His choice? To go to jail or to sign up for The Transition, a program of rehabilitation in which young couples (Genevieve has to participate, too) are paired with experienced mentors and given a rigorous program of instruction in career development, money management, education, nutrition and self-awareness. At the end of the six-month program (during which the couple’s wages are deposited in a savings account that will allow them to save up for a down payment on a house), they’ll be financially independent, ready to embark on some new business venture, and happier than they’ve ever been. At least that’s what Karl and Genevieve are promised during the inspirational session that kicks off the program.
"Luke Kennard takes some hot-button social and economic issues...and blends them together with a more personal examination of what The Transition does to this particular couple’s relationship."
Karl is skeptical of The Transition from the beginning, but Genevieve seems genuinely eager for a fresh start. Their mentors --- Transition alums and experienced leaders Stu and Janna --- are charismatic and seem eager to help their new protégés achieve success. But Karl bristles under the constant vigilance and lack of transparency, not to mention the feeling that he’s always being monitored and that his time is no longer even remotely his own. When The Transition seems to be driving a wedge between him and Genevieve, Karl begins to rebel --- with drastic consequences that, he soon discovers, may have been the point all along. At times, readers may grow impatient with waiting to figure out (or be told) exactly what is happening to Karl and why. But this frustration in many ways echoes Karl’s own experience within The Transition.

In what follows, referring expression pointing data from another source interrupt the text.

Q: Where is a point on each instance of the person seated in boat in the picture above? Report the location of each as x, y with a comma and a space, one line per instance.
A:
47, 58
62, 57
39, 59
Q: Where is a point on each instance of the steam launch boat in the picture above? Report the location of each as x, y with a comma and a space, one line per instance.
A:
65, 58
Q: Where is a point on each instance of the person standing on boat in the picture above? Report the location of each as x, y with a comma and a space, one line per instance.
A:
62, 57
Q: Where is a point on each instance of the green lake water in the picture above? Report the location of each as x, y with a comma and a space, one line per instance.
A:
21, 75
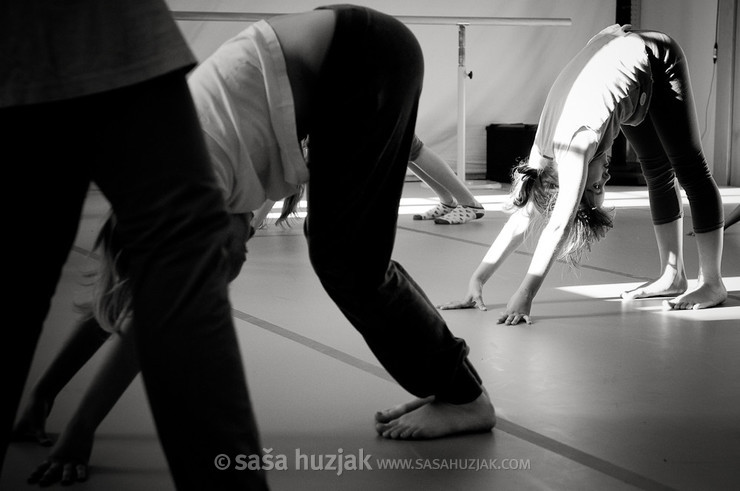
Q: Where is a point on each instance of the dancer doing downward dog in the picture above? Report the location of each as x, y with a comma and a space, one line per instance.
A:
350, 78
637, 82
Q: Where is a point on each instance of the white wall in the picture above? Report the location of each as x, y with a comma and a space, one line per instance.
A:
513, 67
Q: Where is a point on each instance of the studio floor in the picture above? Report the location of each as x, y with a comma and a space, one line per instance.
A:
598, 393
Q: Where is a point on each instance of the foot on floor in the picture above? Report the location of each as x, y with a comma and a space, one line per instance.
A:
440, 210
460, 215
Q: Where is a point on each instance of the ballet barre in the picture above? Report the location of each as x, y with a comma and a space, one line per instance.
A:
460, 22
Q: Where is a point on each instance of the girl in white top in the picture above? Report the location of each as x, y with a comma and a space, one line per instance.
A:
637, 82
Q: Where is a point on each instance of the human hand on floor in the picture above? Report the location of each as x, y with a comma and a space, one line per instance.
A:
517, 310
67, 462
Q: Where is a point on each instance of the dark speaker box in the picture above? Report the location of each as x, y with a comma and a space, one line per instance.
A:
506, 144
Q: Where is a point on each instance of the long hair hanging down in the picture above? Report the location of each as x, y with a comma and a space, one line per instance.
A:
290, 206
540, 188
111, 291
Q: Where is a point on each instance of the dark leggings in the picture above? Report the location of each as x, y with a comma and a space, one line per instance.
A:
359, 149
668, 144
143, 147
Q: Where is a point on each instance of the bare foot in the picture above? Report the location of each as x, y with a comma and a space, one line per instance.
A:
670, 284
31, 426
429, 418
702, 297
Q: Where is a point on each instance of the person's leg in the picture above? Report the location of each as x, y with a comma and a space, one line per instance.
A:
733, 217
431, 169
172, 223
40, 153
673, 114
354, 141
666, 209
447, 201
82, 344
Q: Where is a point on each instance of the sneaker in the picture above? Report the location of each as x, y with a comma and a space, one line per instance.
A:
460, 215
436, 212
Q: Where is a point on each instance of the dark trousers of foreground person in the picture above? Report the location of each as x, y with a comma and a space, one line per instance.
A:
142, 146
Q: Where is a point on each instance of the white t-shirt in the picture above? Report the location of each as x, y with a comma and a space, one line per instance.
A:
52, 50
245, 103
607, 84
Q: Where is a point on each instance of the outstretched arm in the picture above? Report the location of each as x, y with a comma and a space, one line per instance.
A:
82, 344
507, 241
572, 171
68, 460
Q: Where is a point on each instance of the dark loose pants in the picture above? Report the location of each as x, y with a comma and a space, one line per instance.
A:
358, 152
668, 143
143, 147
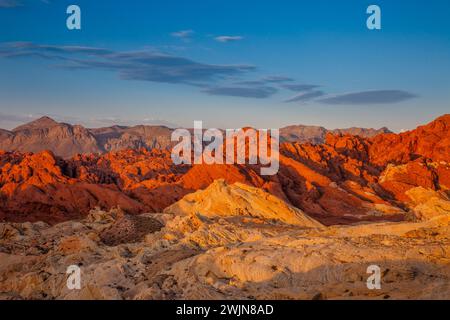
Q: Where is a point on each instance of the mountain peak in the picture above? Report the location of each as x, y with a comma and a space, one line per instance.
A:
42, 122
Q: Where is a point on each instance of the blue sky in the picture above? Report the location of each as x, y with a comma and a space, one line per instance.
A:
229, 63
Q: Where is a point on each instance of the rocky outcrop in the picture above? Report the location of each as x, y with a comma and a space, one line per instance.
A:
345, 180
240, 200
223, 257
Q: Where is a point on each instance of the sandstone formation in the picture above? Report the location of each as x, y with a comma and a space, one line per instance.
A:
223, 257
345, 180
66, 140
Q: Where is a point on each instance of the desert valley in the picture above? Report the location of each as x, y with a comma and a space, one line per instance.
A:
111, 201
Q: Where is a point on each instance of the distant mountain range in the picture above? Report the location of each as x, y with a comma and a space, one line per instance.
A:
66, 140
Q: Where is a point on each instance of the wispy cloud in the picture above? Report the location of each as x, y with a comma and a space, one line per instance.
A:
228, 38
306, 96
369, 97
243, 92
185, 35
277, 79
10, 3
300, 87
147, 65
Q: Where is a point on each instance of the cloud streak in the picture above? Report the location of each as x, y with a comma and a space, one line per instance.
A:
300, 87
369, 97
225, 39
10, 3
306, 96
131, 65
243, 92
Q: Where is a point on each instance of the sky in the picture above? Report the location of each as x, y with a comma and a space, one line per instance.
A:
233, 63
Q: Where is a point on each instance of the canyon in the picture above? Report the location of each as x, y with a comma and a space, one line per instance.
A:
144, 228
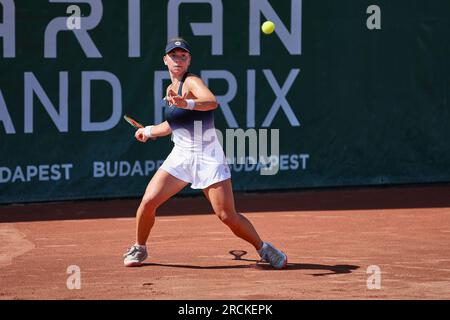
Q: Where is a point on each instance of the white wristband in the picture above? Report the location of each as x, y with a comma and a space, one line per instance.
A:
190, 104
148, 131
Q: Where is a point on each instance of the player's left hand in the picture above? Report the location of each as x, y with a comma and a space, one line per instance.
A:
175, 100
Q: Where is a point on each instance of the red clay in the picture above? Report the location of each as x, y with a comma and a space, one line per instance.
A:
330, 251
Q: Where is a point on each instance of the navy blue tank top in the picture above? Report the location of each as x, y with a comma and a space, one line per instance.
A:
189, 126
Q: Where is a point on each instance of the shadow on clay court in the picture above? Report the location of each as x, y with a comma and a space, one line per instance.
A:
332, 269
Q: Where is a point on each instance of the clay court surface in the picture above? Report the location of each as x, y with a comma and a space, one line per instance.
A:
331, 238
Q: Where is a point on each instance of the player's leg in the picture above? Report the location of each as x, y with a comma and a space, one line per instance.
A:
161, 187
220, 195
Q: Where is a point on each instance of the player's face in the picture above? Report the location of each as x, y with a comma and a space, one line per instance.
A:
177, 61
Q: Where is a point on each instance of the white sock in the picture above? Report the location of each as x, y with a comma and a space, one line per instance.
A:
262, 248
144, 247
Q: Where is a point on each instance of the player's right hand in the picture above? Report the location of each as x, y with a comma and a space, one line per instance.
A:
140, 136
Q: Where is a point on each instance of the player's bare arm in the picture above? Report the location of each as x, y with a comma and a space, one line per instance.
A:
159, 130
196, 90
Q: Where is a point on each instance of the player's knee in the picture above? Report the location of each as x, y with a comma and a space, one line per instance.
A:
227, 217
149, 203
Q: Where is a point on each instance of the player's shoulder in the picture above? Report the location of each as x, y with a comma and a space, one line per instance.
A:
193, 78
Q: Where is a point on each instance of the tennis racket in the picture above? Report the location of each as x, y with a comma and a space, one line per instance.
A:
133, 122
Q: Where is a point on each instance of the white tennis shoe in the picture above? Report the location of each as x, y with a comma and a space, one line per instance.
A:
272, 255
135, 256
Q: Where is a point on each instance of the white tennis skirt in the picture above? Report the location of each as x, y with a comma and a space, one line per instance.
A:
200, 169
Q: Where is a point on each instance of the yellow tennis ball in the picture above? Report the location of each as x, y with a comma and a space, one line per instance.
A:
268, 27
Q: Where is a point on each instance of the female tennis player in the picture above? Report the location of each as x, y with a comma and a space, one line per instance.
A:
194, 159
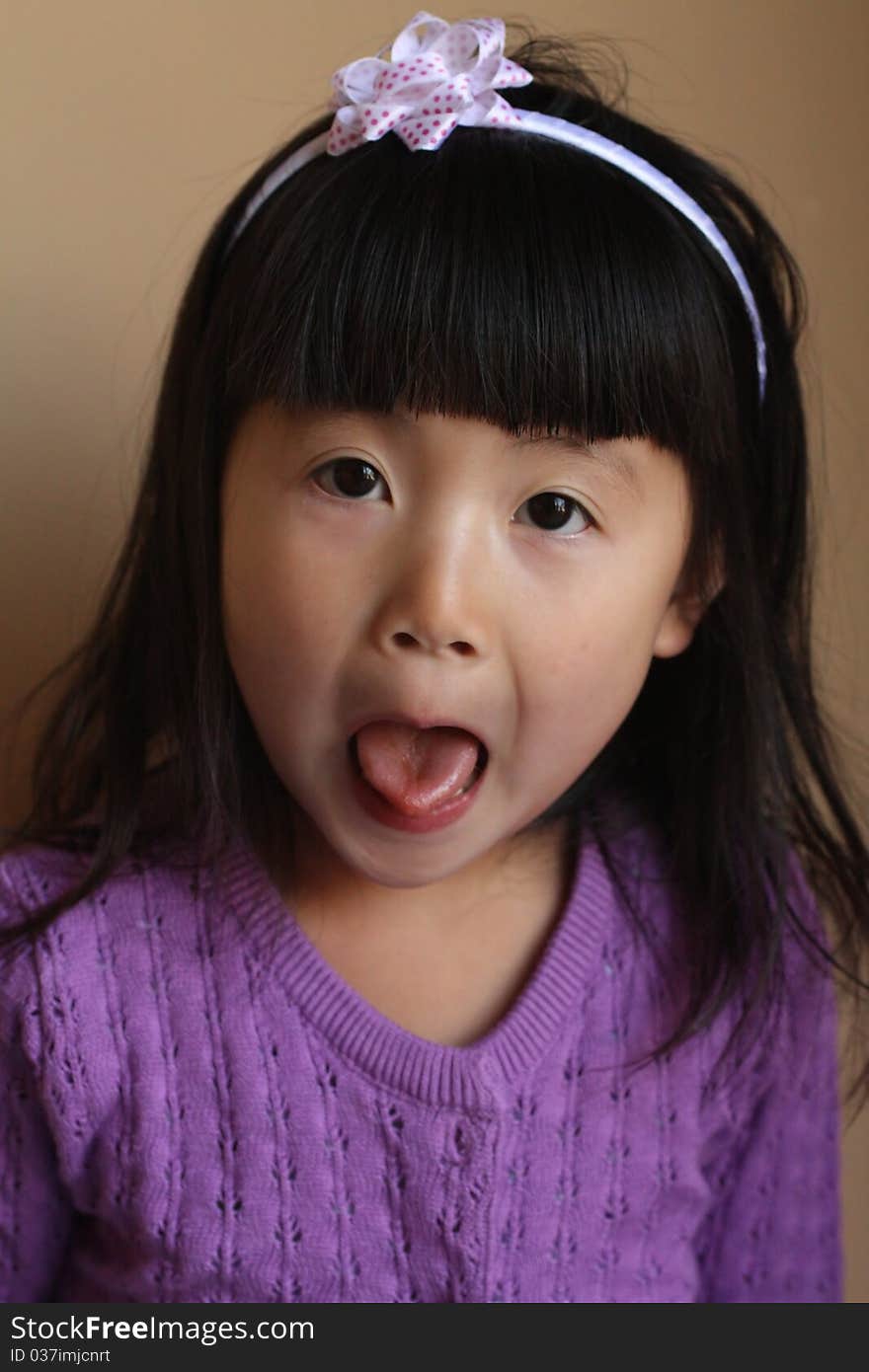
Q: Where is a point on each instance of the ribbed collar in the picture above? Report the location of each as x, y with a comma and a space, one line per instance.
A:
438, 1075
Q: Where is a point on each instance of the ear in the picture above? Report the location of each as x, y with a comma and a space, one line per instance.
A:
686, 608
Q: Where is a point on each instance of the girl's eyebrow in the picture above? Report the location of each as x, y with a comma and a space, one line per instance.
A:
614, 464
611, 463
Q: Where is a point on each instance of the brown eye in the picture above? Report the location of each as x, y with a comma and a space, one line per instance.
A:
552, 512
349, 477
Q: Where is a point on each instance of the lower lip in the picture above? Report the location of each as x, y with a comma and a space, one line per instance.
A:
380, 809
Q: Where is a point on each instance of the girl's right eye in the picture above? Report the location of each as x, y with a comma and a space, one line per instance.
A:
352, 477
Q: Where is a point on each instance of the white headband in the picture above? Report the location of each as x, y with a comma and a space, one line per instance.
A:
443, 74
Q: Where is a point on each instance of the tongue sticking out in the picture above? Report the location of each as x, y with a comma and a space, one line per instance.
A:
416, 770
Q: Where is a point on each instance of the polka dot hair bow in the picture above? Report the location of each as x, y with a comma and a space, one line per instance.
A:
442, 74
438, 74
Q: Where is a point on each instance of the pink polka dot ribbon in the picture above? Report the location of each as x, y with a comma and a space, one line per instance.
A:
436, 76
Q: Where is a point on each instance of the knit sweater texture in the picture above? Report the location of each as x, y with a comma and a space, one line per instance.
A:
196, 1106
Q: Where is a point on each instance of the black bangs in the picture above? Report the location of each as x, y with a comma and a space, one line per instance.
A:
506, 277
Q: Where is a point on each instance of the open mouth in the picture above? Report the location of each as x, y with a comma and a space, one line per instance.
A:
479, 766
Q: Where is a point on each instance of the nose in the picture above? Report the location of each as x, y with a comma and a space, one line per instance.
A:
435, 597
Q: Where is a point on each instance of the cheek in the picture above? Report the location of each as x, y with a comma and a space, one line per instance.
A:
281, 609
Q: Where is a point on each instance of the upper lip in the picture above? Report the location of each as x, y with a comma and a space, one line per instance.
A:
401, 717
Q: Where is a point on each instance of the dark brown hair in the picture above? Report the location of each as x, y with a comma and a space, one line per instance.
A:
516, 280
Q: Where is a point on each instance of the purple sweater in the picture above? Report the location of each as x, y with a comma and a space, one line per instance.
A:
194, 1106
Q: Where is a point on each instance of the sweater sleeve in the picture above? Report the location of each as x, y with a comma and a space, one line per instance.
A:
776, 1234
36, 1213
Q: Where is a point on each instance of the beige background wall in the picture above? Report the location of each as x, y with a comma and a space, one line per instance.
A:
123, 127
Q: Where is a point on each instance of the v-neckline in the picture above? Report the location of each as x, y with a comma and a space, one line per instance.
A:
393, 1055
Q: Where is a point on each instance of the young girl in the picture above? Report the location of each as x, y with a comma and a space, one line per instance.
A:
421, 897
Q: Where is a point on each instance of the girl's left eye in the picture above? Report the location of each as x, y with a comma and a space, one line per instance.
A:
355, 478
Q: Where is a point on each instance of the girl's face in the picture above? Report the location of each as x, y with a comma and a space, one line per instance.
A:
442, 569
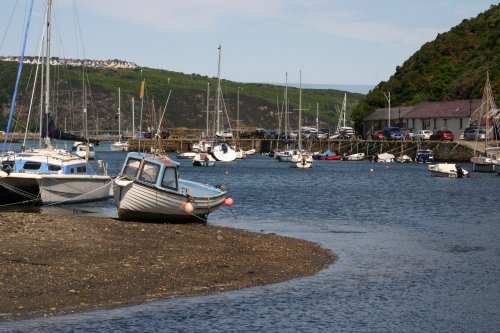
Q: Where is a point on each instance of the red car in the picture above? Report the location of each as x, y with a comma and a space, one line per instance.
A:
442, 136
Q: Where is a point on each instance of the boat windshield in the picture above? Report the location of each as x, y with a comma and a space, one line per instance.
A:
169, 179
131, 167
149, 172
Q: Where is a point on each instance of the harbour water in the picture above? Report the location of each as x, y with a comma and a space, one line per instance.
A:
416, 253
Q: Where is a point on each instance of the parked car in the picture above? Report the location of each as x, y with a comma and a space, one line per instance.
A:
344, 133
393, 133
472, 133
423, 135
408, 134
318, 135
378, 135
442, 136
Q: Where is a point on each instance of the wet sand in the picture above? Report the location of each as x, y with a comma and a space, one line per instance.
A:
62, 264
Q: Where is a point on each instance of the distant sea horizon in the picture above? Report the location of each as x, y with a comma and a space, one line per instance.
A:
353, 88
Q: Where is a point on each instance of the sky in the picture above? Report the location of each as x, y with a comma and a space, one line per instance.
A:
354, 42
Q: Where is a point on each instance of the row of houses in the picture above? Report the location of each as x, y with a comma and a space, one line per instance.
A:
454, 116
115, 63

And when the truth comes out, it is chilling indeed.
THE TRANSITION is a dystopian novel, set in a near future (virtually all the cars are self-driving, for instance) that still bears a great deal of resemblance to our present. Fundamentally, then, it’s a satire --- the kind of novel whose premise might seem absurd at the outset but eventually feels uncomfortably plausible. Author Luke Kennard takes some hot-button social and economic issues (the millennial fondness for frivolous items like avocado toast, for example, or the double-edged sword of the gig economy) and blends them together with a more personal examination of what The Transition does to this particular couple’s relationship.
Karl and Genevieve’s dynamic is complicated by Genevieve’s bipolar disorder and Karl’s perpetual desire to protect her and care for her, blended with her desire to be independent and his parallel fears that The Transition will prompt a relapse that could endanger her newfound status in the program, if not her life.